CORRUPTION A L'ITALIENNE

Selon l'acte d'accusation du procureur de Milan, outre Pietro Varone et des membres influents du top management de Saipem et Eni, il y a surtout le N°1 du groupe, Paolo Scaroni, qui, apparemment, serait lui lié à d'autres filières, dont celles politiques en Italie. Pour démêler l'écheveau de cette affaire de corruption, qui, apparemment, serait à l'origine de l'exil américain de Chakib Khellil et la disparition dans la nature de Farid Bedjaoui, le bureau du procureur de Milan en charge de l'affaire Saipem a lancé plusieurs commissions rogatoires pour connaître les ramifications d'un vaste réseau d'intermédiaires dans le plus important scandale financier de ces dix dernières années en Italie. Les commissions rogatoires du procureur milanais ont été lancées en Algérie, en Suisse, au Luxembourg, à Abu Dhabi, en France, à Hong Kong, Singapour, ainsi qu'au Liban. Pratiquement bouclé, l'acte d'accusation porte sur le faux et usage de faux, faux en écritures, établissement de fausses factures, corruption et pots-de-vin.

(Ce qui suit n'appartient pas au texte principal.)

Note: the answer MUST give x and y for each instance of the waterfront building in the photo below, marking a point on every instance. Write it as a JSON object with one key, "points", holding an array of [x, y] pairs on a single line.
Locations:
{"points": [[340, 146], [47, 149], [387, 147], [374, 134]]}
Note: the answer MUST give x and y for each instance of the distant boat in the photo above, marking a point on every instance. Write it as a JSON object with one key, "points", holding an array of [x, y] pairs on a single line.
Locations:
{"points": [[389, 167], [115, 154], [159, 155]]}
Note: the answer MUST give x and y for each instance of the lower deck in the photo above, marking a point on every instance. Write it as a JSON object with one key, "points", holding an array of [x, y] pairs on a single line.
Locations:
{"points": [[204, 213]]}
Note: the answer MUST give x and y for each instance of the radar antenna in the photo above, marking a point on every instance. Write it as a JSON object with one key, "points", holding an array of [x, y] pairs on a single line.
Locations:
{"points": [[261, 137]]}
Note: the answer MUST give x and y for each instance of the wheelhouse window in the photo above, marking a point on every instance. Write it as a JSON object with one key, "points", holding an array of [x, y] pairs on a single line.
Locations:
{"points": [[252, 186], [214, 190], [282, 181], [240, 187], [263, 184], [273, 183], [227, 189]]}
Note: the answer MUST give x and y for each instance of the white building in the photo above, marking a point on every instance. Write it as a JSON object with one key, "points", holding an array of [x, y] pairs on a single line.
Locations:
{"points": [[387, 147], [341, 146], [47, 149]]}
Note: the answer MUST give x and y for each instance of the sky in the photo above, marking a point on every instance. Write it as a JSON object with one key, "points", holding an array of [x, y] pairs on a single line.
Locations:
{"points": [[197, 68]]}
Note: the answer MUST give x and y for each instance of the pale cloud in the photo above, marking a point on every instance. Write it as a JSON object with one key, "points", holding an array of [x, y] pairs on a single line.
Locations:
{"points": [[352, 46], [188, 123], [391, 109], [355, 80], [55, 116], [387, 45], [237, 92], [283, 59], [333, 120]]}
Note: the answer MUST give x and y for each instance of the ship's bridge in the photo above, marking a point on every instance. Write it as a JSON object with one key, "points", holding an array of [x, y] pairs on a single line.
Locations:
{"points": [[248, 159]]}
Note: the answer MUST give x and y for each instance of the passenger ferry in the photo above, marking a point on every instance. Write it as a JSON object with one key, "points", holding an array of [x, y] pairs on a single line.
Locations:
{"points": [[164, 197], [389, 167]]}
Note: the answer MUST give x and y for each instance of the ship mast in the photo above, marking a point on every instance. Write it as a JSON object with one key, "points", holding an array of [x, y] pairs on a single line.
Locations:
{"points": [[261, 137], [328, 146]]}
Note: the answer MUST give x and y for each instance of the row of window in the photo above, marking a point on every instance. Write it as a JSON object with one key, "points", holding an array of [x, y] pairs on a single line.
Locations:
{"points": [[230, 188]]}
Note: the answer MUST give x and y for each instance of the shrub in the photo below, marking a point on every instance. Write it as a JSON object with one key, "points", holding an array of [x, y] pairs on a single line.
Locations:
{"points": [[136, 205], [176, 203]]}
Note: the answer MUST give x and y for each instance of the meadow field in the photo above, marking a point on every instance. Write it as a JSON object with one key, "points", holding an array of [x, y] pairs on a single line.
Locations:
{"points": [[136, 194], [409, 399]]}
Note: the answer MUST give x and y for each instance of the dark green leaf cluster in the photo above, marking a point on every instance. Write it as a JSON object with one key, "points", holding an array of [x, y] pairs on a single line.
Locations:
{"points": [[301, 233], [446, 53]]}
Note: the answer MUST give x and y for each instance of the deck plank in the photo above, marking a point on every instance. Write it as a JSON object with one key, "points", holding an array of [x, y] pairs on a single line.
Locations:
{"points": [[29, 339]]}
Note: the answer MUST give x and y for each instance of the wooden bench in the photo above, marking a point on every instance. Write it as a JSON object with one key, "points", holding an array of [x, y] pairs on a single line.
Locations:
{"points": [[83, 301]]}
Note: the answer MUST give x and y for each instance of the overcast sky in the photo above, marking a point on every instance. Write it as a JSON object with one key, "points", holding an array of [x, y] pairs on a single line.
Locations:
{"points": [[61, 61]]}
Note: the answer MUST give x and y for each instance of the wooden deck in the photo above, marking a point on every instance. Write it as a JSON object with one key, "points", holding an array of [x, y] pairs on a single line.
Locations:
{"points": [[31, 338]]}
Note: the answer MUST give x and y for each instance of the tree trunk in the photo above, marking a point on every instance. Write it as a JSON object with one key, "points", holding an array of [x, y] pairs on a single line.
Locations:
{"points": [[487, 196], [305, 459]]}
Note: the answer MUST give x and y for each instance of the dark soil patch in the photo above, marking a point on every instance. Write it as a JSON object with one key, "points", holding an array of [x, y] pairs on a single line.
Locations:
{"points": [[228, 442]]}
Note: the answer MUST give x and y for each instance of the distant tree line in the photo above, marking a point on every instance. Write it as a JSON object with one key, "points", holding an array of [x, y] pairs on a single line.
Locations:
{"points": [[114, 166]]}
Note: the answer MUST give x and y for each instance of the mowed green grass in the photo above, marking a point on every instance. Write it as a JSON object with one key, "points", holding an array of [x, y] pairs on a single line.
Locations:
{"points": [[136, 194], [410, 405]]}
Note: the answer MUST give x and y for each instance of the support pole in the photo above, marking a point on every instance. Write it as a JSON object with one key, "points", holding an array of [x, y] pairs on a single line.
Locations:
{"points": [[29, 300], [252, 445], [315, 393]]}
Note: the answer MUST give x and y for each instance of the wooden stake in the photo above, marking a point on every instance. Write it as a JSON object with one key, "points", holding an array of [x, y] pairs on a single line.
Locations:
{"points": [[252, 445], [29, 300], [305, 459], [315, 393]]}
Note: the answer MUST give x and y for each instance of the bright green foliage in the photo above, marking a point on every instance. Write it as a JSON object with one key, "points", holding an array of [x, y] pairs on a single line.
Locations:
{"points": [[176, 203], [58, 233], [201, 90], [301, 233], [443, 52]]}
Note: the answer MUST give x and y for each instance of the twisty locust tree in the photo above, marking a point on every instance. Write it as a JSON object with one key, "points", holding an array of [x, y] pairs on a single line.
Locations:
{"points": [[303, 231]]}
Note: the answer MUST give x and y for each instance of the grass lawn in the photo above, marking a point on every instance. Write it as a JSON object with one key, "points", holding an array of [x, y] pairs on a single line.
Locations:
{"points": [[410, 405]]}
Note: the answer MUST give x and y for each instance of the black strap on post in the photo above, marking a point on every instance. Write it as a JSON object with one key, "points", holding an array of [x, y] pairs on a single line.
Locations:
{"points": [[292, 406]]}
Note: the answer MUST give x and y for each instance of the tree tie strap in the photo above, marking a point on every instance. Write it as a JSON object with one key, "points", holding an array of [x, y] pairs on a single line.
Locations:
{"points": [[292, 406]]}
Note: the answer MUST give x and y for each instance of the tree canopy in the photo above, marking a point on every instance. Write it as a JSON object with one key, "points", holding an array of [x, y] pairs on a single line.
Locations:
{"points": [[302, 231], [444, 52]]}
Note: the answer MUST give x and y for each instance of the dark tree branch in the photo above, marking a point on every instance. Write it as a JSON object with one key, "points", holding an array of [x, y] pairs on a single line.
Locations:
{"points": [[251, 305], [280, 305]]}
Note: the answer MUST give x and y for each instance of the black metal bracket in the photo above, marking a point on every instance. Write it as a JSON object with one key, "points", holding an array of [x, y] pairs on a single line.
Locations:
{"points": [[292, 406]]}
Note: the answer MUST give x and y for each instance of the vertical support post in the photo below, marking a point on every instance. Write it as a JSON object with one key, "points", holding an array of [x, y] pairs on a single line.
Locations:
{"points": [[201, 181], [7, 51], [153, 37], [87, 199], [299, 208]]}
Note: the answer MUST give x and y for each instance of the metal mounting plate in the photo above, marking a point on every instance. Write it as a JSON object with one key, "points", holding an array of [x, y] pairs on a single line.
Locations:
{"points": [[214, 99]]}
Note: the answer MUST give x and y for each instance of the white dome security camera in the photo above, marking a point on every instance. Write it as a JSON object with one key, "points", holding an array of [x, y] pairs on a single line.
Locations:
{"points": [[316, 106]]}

Les investigations du procureur milanais, qui l'ont conduit au Nigeria où il a découvert un scandale similaire de rétrocommissions impliquant Saipem avec l'ex-ministre nigérian de l'Energie, Dan Etete, l'ont conduit à déduire qu'une partie des 198 millions de dollars de commissions versées par Saipem pour obtenir des contrats pétroliers en Algérie sont retournés, en fait, en Italie. Elle y aurait été blanchie dans des investissements immobiliers, notamment dans l'acquisition de parts de la société Cortina Immobilière Ltd par Paolo Scaroni, qui y aurait placé 11 millions d'euros, provenant des commissions versées pour l'acquisition de contrats pétroliers en Algérie. Une autre partie de cet argent aurait été par ailleurs placée dans des paradis fiscaux, en particulier à Guernesey, un paradis fiscal britannique.